What you'll do- Design, build, and deploy LLM-powered product features, including lab result summaries, clinical workflow tools, and practitioner-facing conversational agents.
- Build backend services that integrate LLMs and ML models into Fullscript's platform, primarily using Python, with increasing exposure to Elixir as the platform evolves.
- Develop AI systems that can support open-ended clinical questions, follow-up interactions, and reasoning over structured and unstructured healthcare context.
- Implement prompting, grounding, retrieval, and safety strategies that improve output quality, consistency, and clinical relevance.
- Build evaluation, testing, monitoring, and CI/CD workflows for AI features, including approaches for accuracy, hallucination detection, edge cases, and reliability.
- Partner with medical, product, analytics, and engineering teams to translate clinical needs into practical AI capabilities that can scale.
- Own AI systems end to end, from experimentation and prototyping through production deployment, iteration, and ongoing improvement.
- Contribute to architecture and implementation decisions for AI-powered analytics, lab interpretation, and clinical decision-support workflows.

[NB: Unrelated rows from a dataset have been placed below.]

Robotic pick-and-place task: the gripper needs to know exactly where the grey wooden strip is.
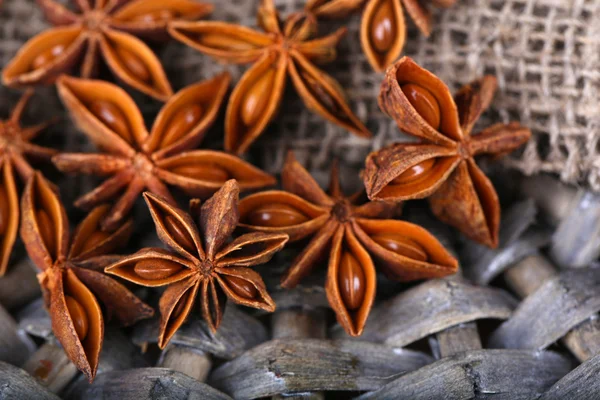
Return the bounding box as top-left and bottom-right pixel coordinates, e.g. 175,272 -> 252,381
0,361 -> 60,400
132,304 -> 269,360
358,350 -> 571,400
489,268 -> 600,349
68,368 -> 231,400
333,280 -> 517,347
208,339 -> 432,399
540,355 -> 600,400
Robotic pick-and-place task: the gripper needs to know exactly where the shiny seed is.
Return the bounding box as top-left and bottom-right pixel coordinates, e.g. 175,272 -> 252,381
80,231 -> 110,254
161,104 -> 203,148
90,100 -> 133,143
240,68 -> 275,126
247,203 -> 308,228
401,83 -> 442,129
222,275 -> 258,300
390,158 -> 436,185
65,296 -> 89,341
371,232 -> 429,262
133,259 -> 181,281
338,251 -> 366,311
371,0 -> 396,53
31,44 -> 66,71
35,210 -> 56,256
115,46 -> 152,82
0,186 -> 10,235
171,164 -> 229,183
165,215 -> 196,254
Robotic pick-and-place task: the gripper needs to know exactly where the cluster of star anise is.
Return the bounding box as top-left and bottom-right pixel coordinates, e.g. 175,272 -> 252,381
0,0 -> 529,381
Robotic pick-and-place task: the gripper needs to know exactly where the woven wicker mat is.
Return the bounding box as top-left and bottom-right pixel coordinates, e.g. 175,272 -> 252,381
0,0 -> 600,191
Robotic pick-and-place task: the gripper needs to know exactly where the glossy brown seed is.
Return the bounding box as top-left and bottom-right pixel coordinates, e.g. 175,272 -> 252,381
247,203 -> 308,228
133,259 -> 182,281
0,186 -> 10,235
31,43 -> 67,71
222,275 -> 258,300
90,100 -> 132,143
171,164 -> 229,183
390,158 -> 436,185
240,68 -> 275,126
370,0 -> 396,53
115,46 -> 152,82
164,215 -> 196,254
65,296 -> 89,341
35,210 -> 56,256
161,104 -> 203,148
371,232 -> 429,262
338,251 -> 366,310
401,83 -> 442,129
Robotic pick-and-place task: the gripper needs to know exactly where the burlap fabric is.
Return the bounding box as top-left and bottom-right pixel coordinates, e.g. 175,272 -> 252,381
0,0 -> 600,191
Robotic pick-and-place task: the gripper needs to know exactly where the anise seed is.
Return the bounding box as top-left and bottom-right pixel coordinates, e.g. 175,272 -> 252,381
171,164 -> 229,183
401,83 -> 442,129
165,215 -> 196,254
390,158 -> 436,185
115,46 -> 152,82
161,104 -> 203,148
90,100 -> 132,143
133,259 -> 181,281
247,203 -> 308,228
65,296 -> 89,341
222,275 -> 258,300
338,251 -> 366,311
31,43 -> 66,71
371,232 -> 429,262
370,0 -> 396,53
240,68 -> 275,126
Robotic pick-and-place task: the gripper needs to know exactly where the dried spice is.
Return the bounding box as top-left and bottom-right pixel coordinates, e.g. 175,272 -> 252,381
53,73 -> 275,231
2,0 -> 213,101
0,90 -> 56,277
169,0 -> 371,154
21,172 -> 154,382
304,0 -> 456,71
240,152 -> 458,336
363,57 -> 531,247
106,180 -> 288,348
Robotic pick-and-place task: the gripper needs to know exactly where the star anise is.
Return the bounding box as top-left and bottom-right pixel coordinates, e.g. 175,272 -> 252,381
169,0 -> 371,154
2,0 -> 213,101
106,180 -> 288,348
21,172 -> 154,382
240,152 -> 458,336
0,90 -> 56,277
363,57 -> 531,247
304,0 -> 456,71
53,73 -> 275,230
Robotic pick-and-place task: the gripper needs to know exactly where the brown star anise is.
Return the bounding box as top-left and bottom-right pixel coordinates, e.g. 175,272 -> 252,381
363,57 -> 531,247
21,172 -> 154,382
0,90 -> 56,277
169,0 -> 371,154
53,73 -> 275,230
106,180 -> 288,348
2,0 -> 213,101
240,152 -> 458,336
304,0 -> 456,71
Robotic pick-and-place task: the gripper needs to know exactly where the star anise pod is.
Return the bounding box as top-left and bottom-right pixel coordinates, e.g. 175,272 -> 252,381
106,180 -> 288,348
169,0 -> 371,154
363,57 -> 531,247
53,73 -> 275,230
2,0 -> 213,101
21,172 -> 154,382
304,0 -> 456,71
0,90 -> 56,277
240,152 -> 458,336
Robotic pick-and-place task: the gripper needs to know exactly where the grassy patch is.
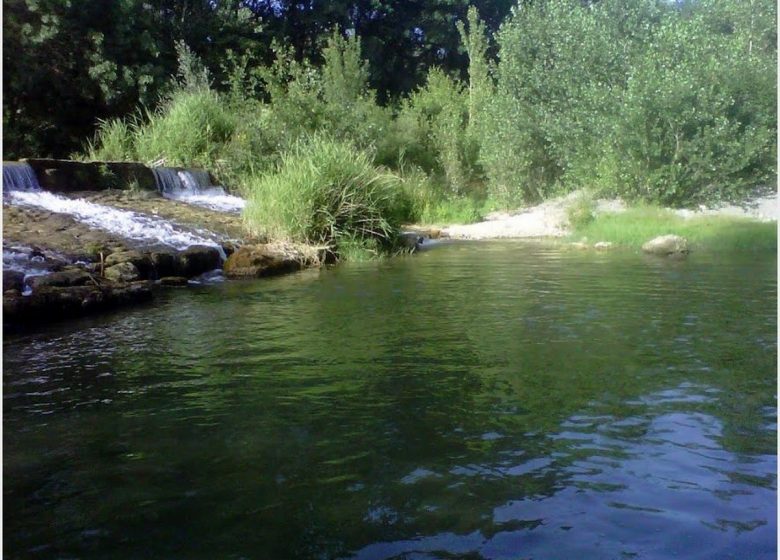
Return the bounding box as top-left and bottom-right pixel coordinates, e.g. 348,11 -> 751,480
244,136 -> 405,255
572,207 -> 777,251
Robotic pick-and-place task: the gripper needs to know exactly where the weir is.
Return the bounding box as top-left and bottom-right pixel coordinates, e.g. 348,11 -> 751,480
152,167 -> 181,195
6,191 -> 226,260
152,167 -> 246,212
3,162 -> 41,193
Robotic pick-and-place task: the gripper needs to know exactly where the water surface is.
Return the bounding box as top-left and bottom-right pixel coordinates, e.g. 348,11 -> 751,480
3,242 -> 777,560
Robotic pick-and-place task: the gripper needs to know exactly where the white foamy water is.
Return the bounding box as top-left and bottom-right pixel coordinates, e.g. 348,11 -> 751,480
164,187 -> 246,212
6,191 -> 225,259
3,161 -> 41,192
152,167 -> 246,212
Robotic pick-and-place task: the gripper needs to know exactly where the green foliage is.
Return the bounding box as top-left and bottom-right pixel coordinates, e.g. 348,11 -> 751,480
135,90 -> 236,168
395,68 -> 471,194
244,136 -> 404,251
572,206 -> 777,252
175,41 -> 211,93
488,0 -> 777,205
86,119 -> 137,161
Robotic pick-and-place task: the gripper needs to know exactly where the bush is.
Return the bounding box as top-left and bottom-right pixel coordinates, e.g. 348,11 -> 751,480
86,119 -> 137,161
488,0 -> 777,206
244,135 -> 407,251
135,90 -> 236,168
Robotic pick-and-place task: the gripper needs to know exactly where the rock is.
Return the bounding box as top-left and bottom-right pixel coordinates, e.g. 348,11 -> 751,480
104,262 -> 141,282
642,235 -> 688,255
160,276 -> 188,286
3,270 -> 24,292
179,245 -> 222,278
3,284 -> 152,329
398,231 -> 424,252
29,268 -> 92,290
224,245 -> 303,278
149,252 -> 179,278
105,251 -> 154,278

- Stay current with fast-moving LLM, agentic AI, and applied ML ecosystems, while staying pragmatic about what is ready for production use.
- 5+ years of experience in machine learning engineering, applied AI engineering, backend engineering, or a similar role, with a track record of shipping production systems.
- 2+ years of recent hands-on experience building LLM-powered applications, including conversational agents, RAG workflows, tool use, or agentic systems.
- Strong backend development experience in Python, with solid SQL fundamentals and comfort working across data-heavy product environments.
- Experience integrating LLMs such as OpenAI, Gemini, Anthropic, or similar models into user-facing products.
- Experience with LLM application frameworks or orchestration tools such as LangChain, LangGraph, Hugging Face tools, or similar frameworks.
- Strong engineering practices, including Git, testing, CI/CD, observability, evaluation, and production monitoring.
- Experience evaluating and validating LLM-based applications for quality, hallucinations, correctness, edge cases, and reliability over time.
- Ability to work independently in ambiguous problem spaces, ask strong questions, make sound tradeoffs, and partner effectively with technical, product, medical, and non-technical stakeholders.
- Experience with Elixir, Phoenix, functional programming, or an interest in building with Elixir as Fullscript's AI platform evolves.
- Experience building AI assistants, conversational agents, or decision-support tools in healthcare, clinical workflows, regulated products, or other high-trust environments.
- Familiarity with MCP, Langfuse, agent orchestration patterns, tool-calling systems, or multi-step AI workflows.
- Salary range: $130,00 to $150,000 CAD
- Flexible PTO and competitive pay, because work-life balance matters
- RRSP/401k match and stock options to invest in your future
- Premium benefits package with customizable coverage, paramedical services, and an HSA.
- Fullscript discounts to save on high-quality wellness products
- Continuous learning opportunities to grow your skills and career
- Remote-first flexibility to work where you work best, with Ottawa, Toronto, or Calgary preferred for this role.
A quick note: Due to the high volume of applications, we're not able to respond to phone or email inquiries about application status. If there's a match, our team will reach out directly.